Looking Over Dungeon Delve: Eye of Flame


It's still just cover art

Premise

A mysterious portal has opened near the party’s home city that leads to the Elemental Chaos.


Good

Considering that this is an adventure about going through a portal to the Elemental Chaos which doesn’t actually get the party into the Elemental Chaos, the idea to expand the adventure by continuing it in the Elemental Chaos is not only obvious, it’s something that must be done to pay off the premise.


The sidebar for portraying the giant and the salamanders in area 2 is nice.


The retreat condition for the salamanders is welcome, though it’s too little too late to feel significant.


The mechanics for the magma wall are both simple and effective. The initial damage is woefully lacking, but the ongoing damage brings it into the neighborhood of a 60’ fall before the first save is allowed.


Being able to take cover with the giant furniture in area 3 is nice. Blinding opponents by hitting them with food from the table is great, even if it’s rather unlikely to come up much and somewhat overpowered if exploited.


Salvageable

The bone naga’s aura should have some flavor description while it is affecting a PC.


Likewise for the auras of the warriors and the tempestblade in area 3.


The lava in the rubble adjacent to the magma wall should do at least twice as much damage. 2d10 from falling “into hot lava” is a joke.


The blue flask begs some key questions, namely if it has a limited amount of contents, and if so, what happens if the PCs waste it without dousing the braziers?


As usual, if the magic item in area 3 is something that the giants could use, they should use it.


Bad

Where to even begin with the problems in the hook? It assumes the PCs are all from one place or at least that they all consider one city to be their home. It assumes the PCs are heroic. It assumes the PCs would feel responsible for looking after the welfare of their home city. It assumes that other settlements “and a nearby river” are threatened by a portal, despite the lack of evidence that the portal represents much of a threat to anyone who avoids stepping into it. The portal is supposed to lead to “the Elemental Chaos”, but it actually leads to an enclosed giant stronghold that is quite orderly. It is amazing how terrible those five sentences are.


The first three ideas for expanding the adventure are just to add a room with one additional encounter in it.


The helmed horror’s stat block feels like a creature lacking a sense of identity. It wants to be a tough guardian, but it lacks a way of punishing opponents for ignoring it (not even the standard marked status that the soldier-type giants in the rest of the adventure have), it lacks a way of restricting movement around it, and the mastermind from Hall of Echoing Screams had better damage output at the same level despite being a controller instead of a soldier (sure, elemental burst covers a larger area than mind blast, but close blast 5 is still a big enough area to likely hit the entire party while also dealing more damage and inflicting dazed and avoiding friendly fire and still causing half-damage on a miss, to say nothing of the mastermind’s two other 2-in-6 recharging standard actions). The sensible thing to do is to leave it as a low priority opponent, especially with the bone naga doing much to reduce the party’s damage output, at which point its durability just makes it a tedious annoyance.

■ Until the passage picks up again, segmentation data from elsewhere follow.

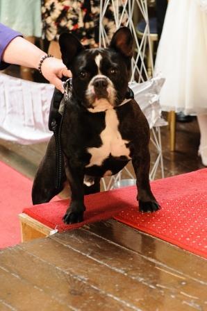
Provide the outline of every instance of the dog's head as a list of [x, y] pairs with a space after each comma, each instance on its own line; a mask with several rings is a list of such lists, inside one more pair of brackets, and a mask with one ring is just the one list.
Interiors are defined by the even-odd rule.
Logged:
[[120, 28], [106, 49], [85, 49], [70, 33], [59, 44], [65, 65], [72, 73], [73, 93], [92, 112], [113, 108], [125, 99], [133, 55], [130, 30]]

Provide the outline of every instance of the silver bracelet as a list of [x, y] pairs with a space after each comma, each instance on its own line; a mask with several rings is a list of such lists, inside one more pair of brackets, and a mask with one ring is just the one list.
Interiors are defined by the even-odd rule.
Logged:
[[52, 55], [51, 55], [51, 54], [47, 54], [47, 55], [43, 55], [43, 56], [42, 56], [41, 58], [40, 58], [40, 63], [38, 65], [38, 72], [41, 74], [42, 74], [42, 62], [44, 62], [44, 60], [46, 60], [46, 58], [49, 58], [49, 57], [53, 57], [53, 56]]

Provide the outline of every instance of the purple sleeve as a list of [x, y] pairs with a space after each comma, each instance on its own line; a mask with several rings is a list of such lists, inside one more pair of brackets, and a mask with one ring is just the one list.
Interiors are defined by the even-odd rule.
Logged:
[[0, 23], [0, 70], [4, 69], [9, 65], [1, 60], [2, 54], [5, 49], [12, 40], [19, 35], [22, 36], [22, 35], [17, 33], [17, 31], [13, 31], [10, 28]]

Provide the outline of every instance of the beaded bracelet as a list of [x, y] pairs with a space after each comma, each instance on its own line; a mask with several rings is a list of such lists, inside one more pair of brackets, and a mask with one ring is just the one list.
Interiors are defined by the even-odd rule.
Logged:
[[40, 58], [40, 63], [38, 65], [38, 72], [40, 72], [41, 74], [42, 74], [42, 62], [44, 62], [44, 60], [46, 60], [46, 58], [48, 58], [49, 57], [53, 57], [53, 56], [52, 55], [51, 55], [51, 54], [47, 54], [47, 55], [43, 55], [43, 56], [42, 56], [41, 58]]

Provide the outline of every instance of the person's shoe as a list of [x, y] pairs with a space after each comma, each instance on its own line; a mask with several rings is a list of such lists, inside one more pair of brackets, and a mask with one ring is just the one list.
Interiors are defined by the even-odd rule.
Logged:
[[176, 113], [176, 121], [178, 122], [191, 122], [193, 120], [192, 115], [185, 115], [183, 112]]
[[199, 146], [198, 153], [201, 158], [202, 164], [205, 167], [207, 167], [207, 146], [204, 147]]

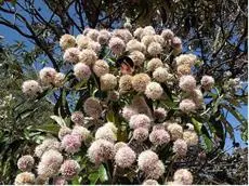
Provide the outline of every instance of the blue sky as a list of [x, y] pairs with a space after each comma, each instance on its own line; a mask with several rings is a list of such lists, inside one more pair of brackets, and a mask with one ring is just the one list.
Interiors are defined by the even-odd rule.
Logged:
[[[47, 13], [44, 14], [45, 16], [49, 16]], [[13, 17], [10, 16], [9, 18], [12, 19]], [[4, 37], [4, 42], [8, 44], [14, 43], [15, 41], [24, 41], [28, 48], [34, 46], [32, 44], [30, 44], [30, 42], [28, 42], [26, 38], [22, 37], [18, 32], [8, 27], [0, 26], [0, 36]], [[239, 112], [246, 119], [248, 119], [248, 106], [241, 106], [241, 108], [239, 108]], [[228, 117], [230, 122], [233, 123], [234, 128], [236, 128], [238, 125], [238, 121], [232, 115], [228, 115], [227, 117]], [[241, 146], [246, 146], [246, 144], [240, 138], [239, 131], [235, 132], [235, 138], [236, 138], [236, 142], [240, 143]], [[232, 142], [227, 138], [225, 148], [230, 148], [231, 146], [232, 146]]]

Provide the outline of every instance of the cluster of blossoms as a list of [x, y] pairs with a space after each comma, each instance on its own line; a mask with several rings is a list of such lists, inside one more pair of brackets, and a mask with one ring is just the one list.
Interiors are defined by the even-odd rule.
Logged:
[[[37, 178], [32, 173], [24, 172], [16, 176], [15, 183], [27, 184], [22, 181], [30, 183], [32, 180], [32, 183], [40, 184], [53, 178], [55, 184], [67, 184], [79, 173], [80, 165], [73, 158], [65, 157], [74, 157], [84, 143], [89, 145], [87, 157], [92, 163], [100, 165], [112, 161], [114, 170], [137, 168], [145, 177], [143, 184], [157, 185], [166, 169], [155, 149], [172, 144], [172, 156], [182, 159], [188, 147], [199, 142], [194, 127], [168, 116], [171, 107], [161, 103], [169, 97], [170, 90], [176, 94], [178, 98], [173, 102], [179, 104], [178, 112], [195, 112], [204, 105], [202, 92], [210, 91], [214, 85], [213, 78], [204, 76], [197, 80], [192, 75], [197, 56], [181, 54], [182, 41], [170, 29], [158, 34], [152, 26], [136, 28], [133, 32], [129, 29], [108, 31], [88, 28], [77, 37], [62, 36], [60, 45], [65, 63], [71, 65], [75, 80], [87, 82], [91, 79], [95, 83], [92, 84], [94, 91], [107, 93], [108, 96], [93, 94], [84, 99], [83, 112], [71, 114], [74, 128], [62, 127], [57, 135], [60, 141], [47, 138], [35, 149], [35, 156], [40, 158]], [[103, 51], [108, 51], [108, 54], [103, 55]], [[174, 63], [169, 62], [170, 55], [174, 56]], [[36, 96], [51, 85], [63, 88], [68, 85], [66, 78], [55, 69], [45, 67], [40, 70], [38, 81], [23, 83], [23, 92]], [[122, 118], [126, 125], [103, 119], [108, 111], [108, 103], [120, 99], [126, 101], [126, 106], [113, 111]], [[94, 129], [90, 130], [86, 124], [88, 120], [84, 116], [96, 123]], [[187, 130], [184, 130], [185, 125]], [[118, 136], [120, 127], [124, 127], [130, 134], [122, 142]], [[91, 143], [87, 144], [89, 136]], [[141, 146], [146, 144], [146, 148], [137, 150], [132, 146], [134, 143]], [[34, 159], [22, 157], [18, 164], [22, 171], [30, 171]], [[193, 183], [192, 173], [186, 169], [176, 170], [172, 180], [173, 184]]]

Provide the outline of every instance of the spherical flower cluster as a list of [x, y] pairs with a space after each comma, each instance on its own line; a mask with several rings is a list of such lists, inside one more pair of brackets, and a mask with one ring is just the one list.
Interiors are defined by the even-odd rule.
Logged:
[[75, 124], [83, 124], [83, 114], [81, 111], [75, 111], [71, 114], [70, 120]]
[[106, 29], [102, 29], [97, 36], [97, 42], [100, 44], [107, 44], [110, 38], [110, 34]]
[[21, 171], [29, 171], [35, 163], [34, 158], [30, 155], [22, 156], [17, 161], [17, 168]]
[[109, 49], [116, 55], [120, 55], [126, 50], [126, 44], [123, 40], [118, 37], [113, 37], [109, 40]]
[[79, 53], [79, 62], [86, 65], [93, 65], [97, 59], [96, 53], [93, 50], [84, 49]]
[[154, 118], [158, 121], [163, 121], [166, 119], [167, 111], [162, 107], [158, 107], [154, 110]]
[[118, 142], [118, 143], [116, 143], [115, 145], [114, 145], [114, 151], [115, 151], [115, 154], [120, 149], [120, 148], [122, 148], [122, 147], [127, 147], [128, 145], [126, 144], [126, 143], [123, 143], [123, 142]]
[[167, 130], [170, 132], [172, 141], [182, 138], [183, 136], [183, 128], [178, 123], [169, 123]]
[[140, 51], [133, 51], [130, 53], [129, 57], [133, 61], [135, 66], [141, 66], [143, 65], [145, 61], [145, 56], [142, 52]]
[[14, 185], [34, 185], [35, 174], [30, 172], [22, 172], [16, 175]]
[[78, 48], [69, 48], [65, 51], [63, 59], [73, 64], [79, 62], [80, 50]]
[[214, 84], [214, 79], [211, 76], [204, 76], [200, 80], [201, 87], [205, 90], [211, 90]]
[[117, 78], [112, 74], [105, 74], [101, 77], [101, 90], [109, 91], [114, 90], [117, 85]]
[[147, 74], [136, 74], [131, 81], [132, 88], [137, 92], [144, 92], [149, 82], [150, 78]]
[[50, 84], [54, 82], [56, 70], [52, 67], [44, 67], [39, 71], [39, 77], [42, 83]]
[[173, 144], [173, 152], [178, 157], [185, 157], [187, 152], [187, 144], [184, 140], [176, 140]]
[[148, 45], [147, 52], [152, 56], [157, 56], [162, 51], [161, 45], [158, 42], [152, 42]]
[[129, 124], [131, 129], [137, 129], [137, 128], [148, 129], [150, 127], [150, 119], [143, 114], [133, 115], [130, 118]]
[[145, 45], [139, 42], [136, 39], [132, 39], [127, 43], [127, 51], [140, 51], [143, 52], [145, 50]]
[[158, 161], [158, 156], [152, 150], [142, 151], [139, 155], [137, 165], [140, 170], [147, 171]]
[[120, 92], [128, 92], [132, 89], [132, 76], [123, 75], [119, 79], [119, 90]]
[[154, 145], [168, 144], [170, 142], [170, 134], [165, 129], [154, 129], [149, 134], [149, 141]]
[[93, 118], [100, 118], [102, 112], [102, 106], [99, 99], [89, 97], [83, 104], [84, 112]]
[[71, 134], [79, 136], [81, 141], [86, 141], [90, 136], [90, 131], [84, 127], [75, 125]]
[[197, 145], [199, 142], [197, 133], [191, 130], [183, 132], [183, 140], [187, 143], [188, 146]]
[[81, 147], [81, 138], [78, 135], [67, 134], [62, 140], [62, 148], [68, 154], [79, 151]]
[[146, 180], [143, 182], [143, 185], [159, 185], [155, 180]]
[[80, 171], [80, 165], [75, 160], [65, 160], [60, 169], [60, 172], [62, 173], [65, 178], [70, 180], [74, 176], [76, 176]]
[[148, 129], [146, 128], [136, 128], [133, 131], [133, 138], [139, 142], [144, 142], [148, 138]]
[[22, 91], [26, 96], [35, 97], [42, 92], [40, 84], [35, 80], [24, 81]]
[[63, 50], [74, 48], [76, 45], [76, 39], [71, 35], [63, 35], [60, 39], [60, 45]]
[[69, 128], [62, 127], [58, 130], [58, 138], [62, 141], [65, 135], [70, 134], [70, 133], [71, 133], [71, 130]]
[[135, 152], [128, 146], [121, 147], [115, 155], [115, 162], [120, 168], [129, 168], [135, 161]]
[[61, 150], [61, 143], [56, 138], [45, 138], [42, 144], [35, 149], [35, 155], [40, 158], [49, 149]]
[[106, 140], [109, 142], [117, 141], [116, 134], [113, 132], [113, 130], [110, 128], [108, 128], [106, 125], [101, 127], [96, 130], [95, 140], [100, 140], [100, 138], [103, 138], [103, 140]]
[[38, 175], [51, 177], [55, 175], [63, 163], [63, 156], [57, 150], [50, 149], [45, 151], [37, 167]]
[[137, 111], [136, 111], [134, 108], [132, 108], [131, 106], [124, 106], [124, 107], [122, 108], [122, 117], [123, 117], [127, 121], [129, 121], [130, 118], [131, 118], [133, 115], [136, 115], [136, 114], [137, 114]]
[[166, 82], [169, 79], [168, 69], [165, 67], [158, 67], [153, 72], [153, 78], [158, 82]]
[[186, 169], [179, 169], [174, 172], [173, 175], [174, 182], [181, 183], [183, 185], [192, 185], [193, 183], [193, 175]]
[[148, 71], [154, 71], [158, 67], [163, 67], [163, 64], [162, 64], [161, 59], [160, 58], [152, 58], [147, 63], [147, 67], [146, 68], [147, 68]]
[[97, 77], [104, 76], [109, 72], [109, 65], [103, 59], [99, 59], [93, 65], [93, 71]]
[[163, 93], [161, 85], [157, 82], [149, 82], [146, 85], [145, 95], [152, 99], [159, 99]]
[[192, 112], [196, 109], [196, 105], [193, 99], [184, 98], [179, 105], [180, 110], [184, 112]]
[[196, 89], [196, 80], [193, 76], [182, 76], [180, 78], [179, 87], [186, 92], [192, 92]]
[[96, 164], [114, 158], [114, 144], [106, 140], [94, 141], [88, 149], [90, 160]]

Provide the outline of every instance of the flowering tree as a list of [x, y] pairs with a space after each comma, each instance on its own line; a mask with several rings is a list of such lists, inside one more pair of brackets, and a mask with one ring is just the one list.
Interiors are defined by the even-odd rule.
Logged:
[[51, 116], [60, 129], [36, 147], [38, 161], [30, 155], [18, 160], [24, 172], [15, 184], [189, 185], [191, 168], [173, 164], [188, 152], [223, 148], [228, 125], [218, 110], [230, 106], [221, 89], [234, 94], [239, 84], [230, 75], [222, 88], [211, 76], [199, 77], [201, 62], [181, 54], [181, 39], [170, 29], [129, 28], [62, 36], [65, 71], [44, 67], [38, 80], [23, 83], [35, 99], [61, 92]]

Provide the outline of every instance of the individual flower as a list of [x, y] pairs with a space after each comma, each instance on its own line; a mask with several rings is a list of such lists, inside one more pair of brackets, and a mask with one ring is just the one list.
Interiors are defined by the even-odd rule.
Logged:
[[70, 133], [71, 133], [71, 130], [69, 128], [62, 127], [58, 130], [58, 138], [62, 141], [65, 135], [70, 134]]
[[22, 91], [26, 96], [35, 97], [42, 92], [42, 89], [37, 81], [27, 80], [23, 82]]
[[180, 78], [179, 87], [183, 91], [192, 92], [192, 91], [194, 91], [196, 89], [196, 80], [191, 75], [182, 76]]
[[101, 90], [110, 91], [114, 90], [117, 85], [117, 78], [112, 74], [105, 74], [101, 76]]
[[172, 141], [182, 138], [183, 136], [183, 128], [178, 123], [169, 123], [167, 130], [170, 132]]
[[114, 37], [120, 38], [126, 43], [132, 39], [132, 35], [128, 29], [115, 29], [113, 35]]
[[159, 184], [155, 180], [146, 180], [146, 181], [143, 182], [142, 185], [159, 185]]
[[133, 115], [130, 118], [129, 124], [131, 129], [137, 129], [137, 128], [148, 129], [150, 127], [150, 119], [143, 114]]
[[83, 124], [83, 114], [82, 111], [74, 111], [70, 116], [70, 120], [75, 124]]
[[193, 175], [186, 169], [179, 169], [178, 171], [174, 172], [173, 180], [175, 182], [183, 184], [183, 185], [192, 185]]
[[145, 95], [152, 99], [159, 99], [163, 93], [161, 85], [157, 82], [149, 82], [146, 85]]
[[106, 125], [104, 127], [101, 127], [96, 130], [96, 133], [95, 133], [95, 140], [106, 140], [106, 141], [109, 141], [109, 142], [115, 142], [117, 141], [117, 136], [116, 134], [113, 132], [113, 130]]
[[158, 67], [163, 67], [163, 64], [161, 62], [160, 58], [152, 58], [148, 63], [147, 63], [147, 70], [148, 71], [154, 71], [155, 69], [157, 69]]
[[106, 29], [102, 29], [100, 30], [100, 34], [97, 36], [97, 42], [100, 44], [107, 44], [110, 38], [110, 34], [108, 30]]
[[99, 59], [93, 65], [92, 69], [97, 77], [101, 77], [109, 72], [109, 65], [107, 62]]
[[142, 44], [140, 41], [137, 41], [136, 39], [132, 39], [127, 43], [126, 50], [129, 52], [134, 52], [134, 51], [143, 52], [144, 48], [145, 48], [145, 45]]
[[146, 85], [150, 82], [150, 78], [147, 74], [136, 74], [132, 77], [132, 88], [136, 92], [144, 92], [146, 89]]
[[192, 112], [196, 110], [196, 104], [191, 98], [184, 98], [179, 105], [180, 110], [184, 112]]
[[109, 49], [116, 55], [120, 55], [126, 50], [126, 44], [123, 40], [118, 37], [113, 37], [109, 40]]
[[57, 71], [52, 67], [44, 67], [39, 71], [39, 77], [42, 83], [50, 84], [54, 82]]
[[191, 130], [183, 132], [183, 140], [187, 143], [188, 146], [197, 145], [199, 142], [197, 133]]
[[90, 131], [84, 127], [75, 125], [71, 134], [79, 136], [81, 141], [86, 141], [90, 136]]
[[165, 39], [165, 40], [169, 40], [169, 39], [173, 39], [174, 37], [174, 34], [171, 29], [163, 29], [161, 31], [161, 37]]
[[149, 134], [149, 141], [154, 145], [168, 144], [170, 142], [170, 134], [165, 129], [153, 130]]
[[141, 66], [143, 65], [145, 61], [145, 56], [142, 52], [140, 51], [133, 51], [130, 53], [129, 57], [133, 61], [135, 66]]
[[93, 65], [97, 59], [96, 53], [93, 50], [84, 49], [79, 53], [79, 62], [86, 65]]
[[166, 82], [169, 79], [169, 72], [168, 69], [165, 67], [158, 67], [153, 72], [153, 78], [157, 82]]
[[133, 164], [135, 158], [135, 152], [129, 146], [121, 147], [115, 155], [115, 163], [120, 168], [129, 168]]
[[152, 56], [157, 56], [158, 54], [161, 53], [161, 51], [162, 48], [158, 42], [152, 42], [147, 49], [148, 54]]
[[81, 138], [78, 135], [67, 134], [62, 140], [62, 148], [68, 154], [79, 151], [81, 147]]
[[97, 37], [100, 35], [100, 31], [96, 29], [90, 28], [87, 32], [87, 37], [91, 38], [93, 41], [97, 41]]
[[89, 97], [83, 104], [83, 110], [88, 116], [100, 118], [102, 114], [102, 106], [97, 98]]
[[209, 91], [212, 89], [214, 84], [214, 79], [211, 76], [204, 76], [200, 80], [201, 87], [206, 90]]
[[152, 167], [158, 161], [158, 156], [153, 150], [145, 150], [139, 155], [137, 165], [142, 171], [150, 170]]
[[158, 180], [160, 176], [162, 176], [165, 171], [166, 171], [165, 164], [162, 163], [162, 161], [159, 160], [154, 164], [152, 164], [150, 169], [145, 170], [144, 172], [146, 177]]
[[60, 88], [63, 85], [64, 80], [65, 80], [65, 75], [63, 72], [57, 72], [54, 77], [54, 85]]
[[74, 66], [74, 75], [78, 79], [89, 79], [91, 76], [91, 69], [89, 68], [88, 65], [83, 63], [78, 63]]
[[114, 155], [114, 144], [106, 140], [94, 141], [88, 149], [90, 160], [96, 164], [113, 159]]
[[52, 177], [57, 174], [63, 163], [63, 156], [61, 152], [54, 149], [45, 151], [37, 167], [38, 175], [44, 177]]
[[60, 39], [60, 46], [63, 50], [66, 50], [68, 48], [74, 48], [76, 45], [75, 37], [71, 35], [63, 35]]
[[91, 42], [91, 39], [87, 36], [78, 35], [76, 37], [76, 43], [77, 43], [79, 50], [87, 49], [90, 42]]
[[[40, 184], [39, 184], [40, 185]], [[53, 181], [53, 185], [68, 185], [67, 181], [63, 176], [57, 176]]]
[[184, 140], [178, 138], [173, 143], [173, 152], [178, 157], [185, 157], [187, 152], [187, 143]]
[[132, 76], [123, 75], [119, 79], [119, 90], [120, 92], [128, 92], [132, 89]]
[[158, 121], [163, 121], [166, 119], [167, 111], [162, 107], [158, 107], [154, 110], [154, 118]]
[[76, 176], [80, 171], [80, 165], [75, 160], [65, 160], [60, 169], [62, 175], [67, 178], [71, 180]]
[[69, 48], [65, 51], [63, 59], [65, 62], [77, 64], [79, 62], [79, 53], [80, 50], [78, 48]]
[[126, 143], [123, 143], [123, 142], [118, 142], [118, 143], [116, 143], [115, 145], [114, 145], [114, 151], [115, 151], [115, 154], [120, 149], [120, 148], [122, 148], [122, 147], [127, 147], [128, 145], [126, 144]]
[[16, 175], [14, 185], [34, 185], [35, 174], [30, 172], [22, 172]]
[[17, 161], [17, 168], [21, 171], [29, 171], [31, 170], [32, 165], [35, 163], [34, 158], [30, 155], [22, 156]]
[[136, 128], [133, 131], [133, 138], [139, 142], [144, 142], [148, 138], [148, 129], [146, 128]]
[[127, 121], [129, 121], [130, 118], [131, 118], [133, 115], [136, 115], [136, 114], [137, 114], [137, 111], [136, 111], [134, 108], [132, 108], [131, 106], [124, 106], [124, 107], [122, 108], [122, 117], [123, 117]]

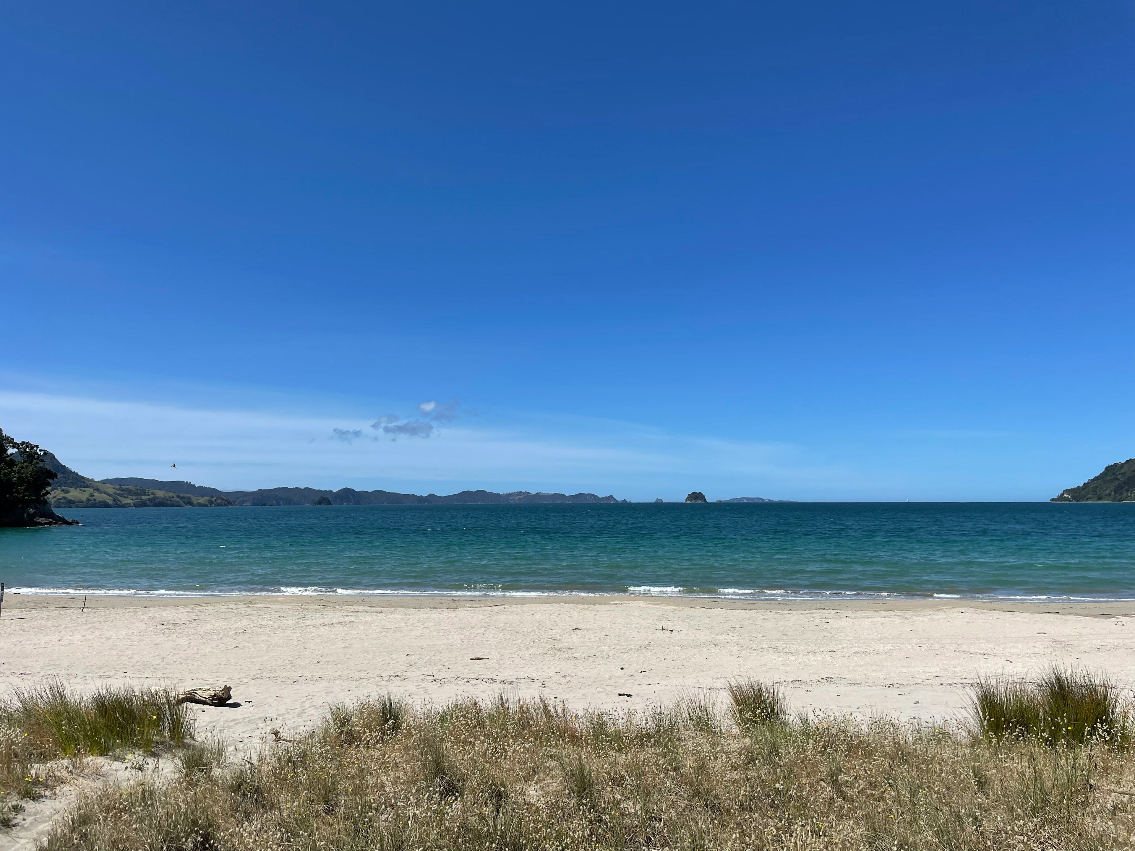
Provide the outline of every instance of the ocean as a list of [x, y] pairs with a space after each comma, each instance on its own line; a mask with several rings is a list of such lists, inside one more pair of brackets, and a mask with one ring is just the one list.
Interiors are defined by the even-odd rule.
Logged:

Why does the fireplace in area 1 grant additional fire damage? That feels like a random detail to suit the tile art.


Why is the forgecaller carrying around a flask that just happens to be the only thing capable of dousing the braziers that just happen to be keeping the whole place together and powering the portal? This is almost as bad as the MacGuffin-chain in The Rise of Skywalker.


Overall

On the plus side, this adventure makes some interesting use of a few environmental features. On the minus side, that’s about the only nice thing I have to say about it. Fairly bland enemies, a senseless story, and an exit puzzle with a solution that’d fit in a J.J. Abrams movie is not a good blend. Add on that the adventure is at once explicitly impacting the imagined world in its hook and cut off from greater context almost completely in its execution, and it’s not getting better. Then finish it off with a complete lack of ambient environmental factors aside from a Metroid-style race to escape the collapsing lair after triggering the exit condition despite being set in an alien reality, and it’s just a complete joke.


All in all, the smattering of good bits in here isn’t nearly enough to overcome the uninspired deluge of mediocrity that it wallows in. Aside from pillaging those for use in better adventures, give it a hard pass.